By Matthew Hoh |
Late Thursday night, the Senate defeated a bill proposed by Democrats that would extend and expand this year’s payroll tax holiday into 2012. The payroll tax cuts initiated last year are set to expire at the end of 2011, and if they are not renewed then employees will see a jump in payroll tax deductions from their paychecks. Some analysts predict that these cuts could result a net loss of $1,000 per household.
The proposed payroll tax holiday would cut the rate employees pay in half, to 3.1 percent from 6.2 percent, and it would also cut the rate employers pay on the first $5 million of their payroll to 3.1 percent. The cut would cost the government $265 billion, and it would be paid for over the next 10 years with a 3.25 percent surtax on incomes over than $1 million.

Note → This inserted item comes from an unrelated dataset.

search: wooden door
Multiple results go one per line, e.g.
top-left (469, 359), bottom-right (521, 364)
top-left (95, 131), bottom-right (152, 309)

The vote on Thursday was mostly symbolic, designed to put Republican dissent over the tax holiday on record. President Obama admonished Congress for not passing the bill, saying, “It makes absolutely no sense to raise taxes on the middle class at a time when so many are still trying to get back on their feet.” Lawmakers on both sides of the aisle have said that they are willing to negotiate the payroll tax cuts, but some are worried that extending the cuts on a yearly basis will lead to making them permanent, resulting in large revenue losses for government programs like Social Security.